I am so far from being that woman, but she is who I desire more than anything to be for my husband and my children. I can't become a God-fearing woman without my Lord and Savior, and as I have strived to become this woman more and more over the recent year, it has really hit me. My husband has the same desire to be the man that God calls him to be for his family, too. He may not be as deep and intuitive as I am (that's where we balance each other out, because I can often go overboard!) but his heart displays it every day, and we no longer hesitate to discuss God in our house, or pray with and for our children. We give credit where credit is due.
God has made himself known more times in our life and in our marriage. He has shown us that He is ever present with us, and we have learned a great lesson in trusting Him. Especially recently.
I'll say it, again....... Especially recently!
From protecting and healing heart ache in our own children, to financial struggles and major life decisions: we wouldn't have the right answers for any of these trials, without God. I have grown to realize that I am closer to having the same marriage I always craved in my parents' marriage than I realized, but I had to find it in my own way. Comparing what God did in my parents life to what He has done in mine is not fair to myself, because everyone has their own story. Mine may not seem as perfect as I always pictured my parents' to be, but just as the Chris Rice song they used to sing to me says, "Every day is a journal page, every man holds a quill and ink. And there's plenty of room for writing in, all we do and believe and think."
Everyone has their own story, and every marriage has its own book. We are the ones who choose whether to end it or not, and I can see that Rich and I's book holds many years of blank pages that have yet to be written on. I am very proud of how far we have both come in our lives, and learning not to give up on each other has played a huge part in that. We have grown together in the past couple years more than I believe either of us have grown individually, in a lifetime. I have always loved him, but I love the man he is today with every ounce of my heart; for his constant efforts to be the best he can be and especially for choosing to put up with me at times. Believe it or not, I'm not always an easy girl to deal with. But I'm passionate and full of love, especially for my family, and I'm ever grateful that my husband chooses to see that side of me.

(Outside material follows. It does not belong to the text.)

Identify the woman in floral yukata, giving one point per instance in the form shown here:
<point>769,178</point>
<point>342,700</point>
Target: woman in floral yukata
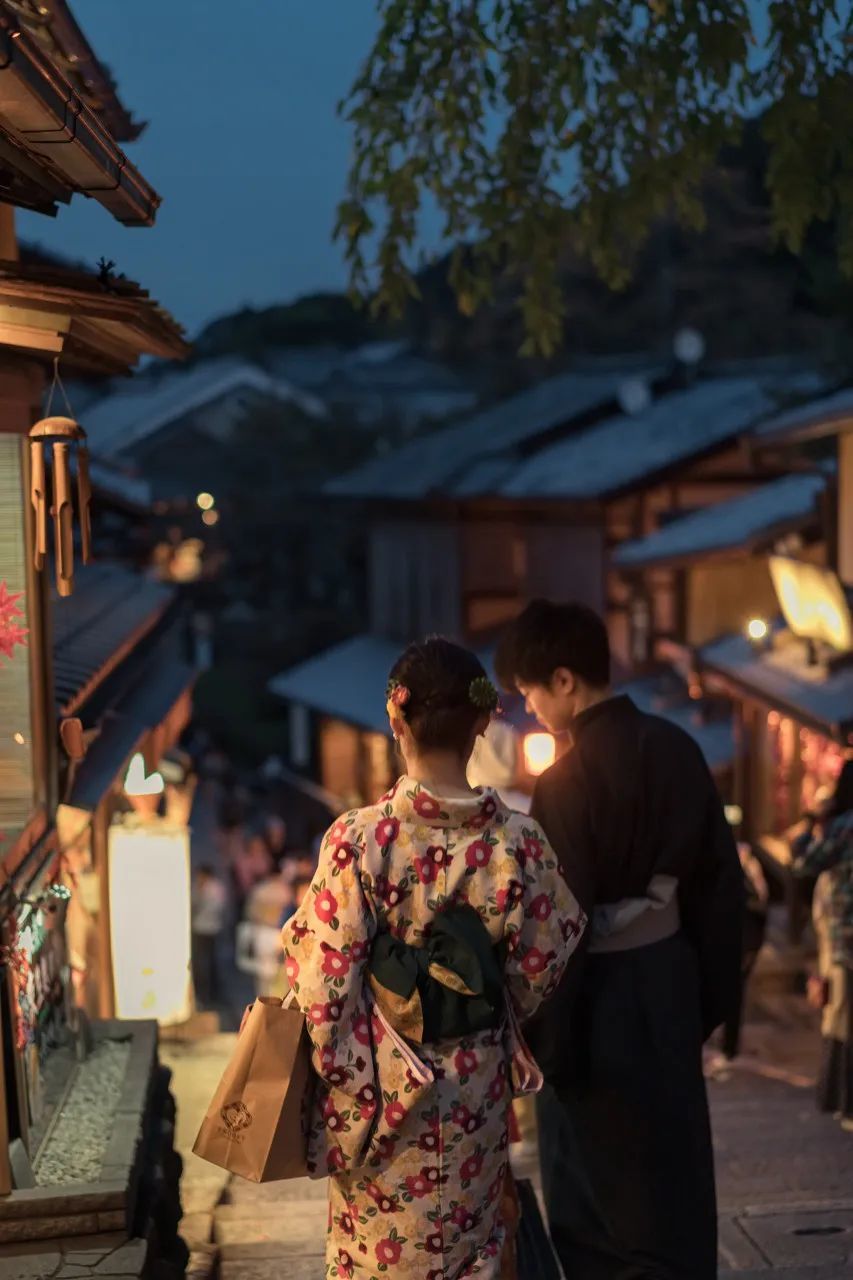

God knew what I needed. He knew I needed a man who was on the same exact page as I was; someone who would learn and grow with me in faith, not ahead of me or behind me. I didn't need a man who considered himself already glorified and holy in God's eyes, who thought he could help me become a better woman; I needed a man who was humble and knew his own faults, and focused on improving himself while I focused on myself. I didn't need a man who I had to preach God to and convince him to come to Jesus; I needed a man who found the desire in his own heart, on his own free will and time, without me forcing it upon him.
I've heard the analogy throughout my life, that marriage should be like a triangle where God is at the top. The more we work to draw ourselves closer to God, the more we will naturally draw closer to each other in our marriage. I believe that is true.
I love my husband. He may be a pain sometimes, and I may be a pain even more times, but I'll never stop loving him and I'll never stop thanking the Good Lord for preparing our hearts for each other.
Have you stopped and thanked God for the blessings in your life, today?